Orana stepped forward and lowered her hood and mask. A dart whizzed past her ear. It had been shot by an older youth, lanky and large-eared, who stood head and shoulders over the others. He strode to the fore and held his hand out menacingly.
“I missed you on purpose,” he said. “I could’ve killed you if I’d wanted to. That was just a warning. Th
is is our place!”
“Where are your parents?” asked Orana.
“Dead!” a little girl yelled. The other children took up the chorus: “Dead! They’re all dead! Our parents loved us but they’re dead!”
The boy held his hand up for silence. “We’re all orphans here. I am the phylarch. We don’t allow big people. Go away!”
“I won’t harm you,” said Orana. “I’m just thirsty.”
“It’s against our rules.”
“Oh, Arrow,” said the girl who had spoken, “can’t we break the rules just this once? She seems nice, and she’s so pretty.”
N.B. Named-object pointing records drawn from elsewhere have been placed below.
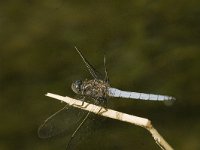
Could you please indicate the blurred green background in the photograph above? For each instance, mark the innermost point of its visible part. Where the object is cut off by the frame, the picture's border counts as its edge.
(151, 46)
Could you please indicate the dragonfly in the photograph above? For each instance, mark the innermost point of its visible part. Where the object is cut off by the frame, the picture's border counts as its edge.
(97, 90)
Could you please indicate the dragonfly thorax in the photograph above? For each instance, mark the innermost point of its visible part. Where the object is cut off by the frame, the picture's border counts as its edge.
(95, 88)
(77, 86)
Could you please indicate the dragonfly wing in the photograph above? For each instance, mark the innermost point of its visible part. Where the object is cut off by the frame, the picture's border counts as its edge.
(63, 120)
(90, 68)
(113, 92)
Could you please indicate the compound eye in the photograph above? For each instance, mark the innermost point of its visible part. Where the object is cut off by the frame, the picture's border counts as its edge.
(76, 86)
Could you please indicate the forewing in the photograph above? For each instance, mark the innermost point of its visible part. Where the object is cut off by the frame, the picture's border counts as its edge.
(62, 121)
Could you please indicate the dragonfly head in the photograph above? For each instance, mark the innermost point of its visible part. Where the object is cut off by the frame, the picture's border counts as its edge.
(76, 86)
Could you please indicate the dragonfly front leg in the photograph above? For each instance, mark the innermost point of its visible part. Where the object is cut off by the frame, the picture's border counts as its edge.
(82, 104)
(103, 103)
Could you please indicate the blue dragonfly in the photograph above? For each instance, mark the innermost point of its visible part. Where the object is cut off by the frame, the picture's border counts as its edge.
(97, 90)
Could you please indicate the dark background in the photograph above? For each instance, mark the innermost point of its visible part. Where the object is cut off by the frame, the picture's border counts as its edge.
(151, 46)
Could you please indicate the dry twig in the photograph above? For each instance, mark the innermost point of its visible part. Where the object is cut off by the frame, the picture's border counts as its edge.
(143, 122)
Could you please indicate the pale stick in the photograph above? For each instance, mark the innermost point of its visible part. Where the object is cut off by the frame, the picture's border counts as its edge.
(143, 122)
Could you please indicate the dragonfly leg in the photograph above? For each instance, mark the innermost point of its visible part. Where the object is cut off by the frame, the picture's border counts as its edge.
(74, 133)
(106, 73)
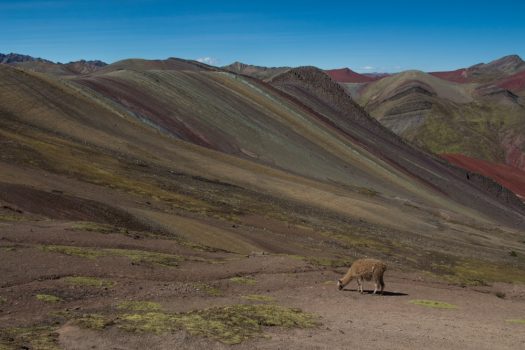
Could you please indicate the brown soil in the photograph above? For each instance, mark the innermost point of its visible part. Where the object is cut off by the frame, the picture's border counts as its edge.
(348, 319)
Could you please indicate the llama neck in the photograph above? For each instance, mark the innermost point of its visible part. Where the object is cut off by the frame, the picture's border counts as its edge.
(347, 278)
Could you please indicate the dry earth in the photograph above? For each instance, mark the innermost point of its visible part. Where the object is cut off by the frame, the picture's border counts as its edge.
(347, 319)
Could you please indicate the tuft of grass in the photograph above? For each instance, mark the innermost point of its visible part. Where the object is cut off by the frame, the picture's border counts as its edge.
(500, 294)
(89, 253)
(95, 227)
(140, 256)
(210, 290)
(327, 262)
(86, 281)
(516, 321)
(93, 321)
(136, 256)
(257, 297)
(433, 304)
(228, 324)
(134, 305)
(48, 298)
(244, 280)
(38, 338)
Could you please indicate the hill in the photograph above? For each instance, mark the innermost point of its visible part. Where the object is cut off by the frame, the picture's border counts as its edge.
(167, 202)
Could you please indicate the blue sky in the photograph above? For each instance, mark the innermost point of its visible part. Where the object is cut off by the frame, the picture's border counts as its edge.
(363, 35)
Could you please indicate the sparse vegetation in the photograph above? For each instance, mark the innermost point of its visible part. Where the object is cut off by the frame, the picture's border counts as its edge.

Arrow shook his head. “You’re too young, and don’t understand. You don’t remember the time before.”
“I do too. But that’s not the reason you’re keeping her off!”
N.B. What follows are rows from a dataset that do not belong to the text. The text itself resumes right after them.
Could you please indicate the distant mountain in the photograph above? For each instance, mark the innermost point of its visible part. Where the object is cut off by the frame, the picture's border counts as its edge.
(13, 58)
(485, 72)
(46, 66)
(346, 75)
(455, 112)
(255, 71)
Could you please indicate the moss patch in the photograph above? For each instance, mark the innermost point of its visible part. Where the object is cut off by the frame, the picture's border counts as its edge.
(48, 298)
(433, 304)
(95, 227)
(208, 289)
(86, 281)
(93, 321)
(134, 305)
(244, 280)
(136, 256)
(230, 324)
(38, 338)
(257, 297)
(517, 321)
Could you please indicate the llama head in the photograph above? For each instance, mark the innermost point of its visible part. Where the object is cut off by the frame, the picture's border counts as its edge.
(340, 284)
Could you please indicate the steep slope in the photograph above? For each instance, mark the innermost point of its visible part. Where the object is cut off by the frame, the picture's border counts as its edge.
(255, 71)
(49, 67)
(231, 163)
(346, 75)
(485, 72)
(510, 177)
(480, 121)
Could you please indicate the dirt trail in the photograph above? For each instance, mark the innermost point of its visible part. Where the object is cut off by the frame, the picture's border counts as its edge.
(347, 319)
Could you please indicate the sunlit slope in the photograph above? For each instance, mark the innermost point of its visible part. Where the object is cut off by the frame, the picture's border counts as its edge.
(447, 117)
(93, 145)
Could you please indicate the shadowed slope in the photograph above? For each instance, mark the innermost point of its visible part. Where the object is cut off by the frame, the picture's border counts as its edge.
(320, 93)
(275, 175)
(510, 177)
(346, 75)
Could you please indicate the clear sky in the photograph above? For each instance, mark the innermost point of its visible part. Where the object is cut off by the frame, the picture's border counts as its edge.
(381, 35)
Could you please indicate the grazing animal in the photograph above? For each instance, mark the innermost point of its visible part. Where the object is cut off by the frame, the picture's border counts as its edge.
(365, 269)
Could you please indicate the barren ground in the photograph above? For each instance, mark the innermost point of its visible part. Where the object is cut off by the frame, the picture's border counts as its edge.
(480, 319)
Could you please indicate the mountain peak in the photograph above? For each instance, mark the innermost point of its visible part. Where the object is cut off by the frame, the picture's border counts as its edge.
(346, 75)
The other children shouted her down.
“And anyway,” said a warrior boy, “it’s stupid to talk about breaking a rule, when we’ve never even gotten the chance to follow it.”
“If we don’t follow our rules,” another boy said, “Tiamat will think we don’t love her. Then we’ll never go to Pureland.”
“Maybe I don’t want to go to Pureland,” said the girl. “We’ll be big people someday. You’ll be first, Arrow.”
“That’s different.”
“I don’t see how.”
“Please,” said Orana, “I just need water and something to eat.”
The boy phylarch hesitated. The other children looked expectantly at him. But stone set in his eyes. “Newt! Cubit! Ray!” Three warrior boys gathered around him. “You stay here, and make sure she stays off the island. The rest of you, come with me.”
The children melted into the mossy crevices, leaving the guards behind, two with spears and one with a nocked arrow. They watched Orana placidly, like crafty animals.
She began walking north, parallel to the shoreline. The boys kept up with her, leaping from stone to stone. They didn’t call to her or talk to one another.
The island was a mile long. At its northern extremity it rose into precipices crowned with big lichened boulders and pillars and what appeared to be a ruined temple. An isolated outcrop stood in the salt to the north. She set out toward it, crossing the glittering expanse. The boys remained in the shadow of the cliffs.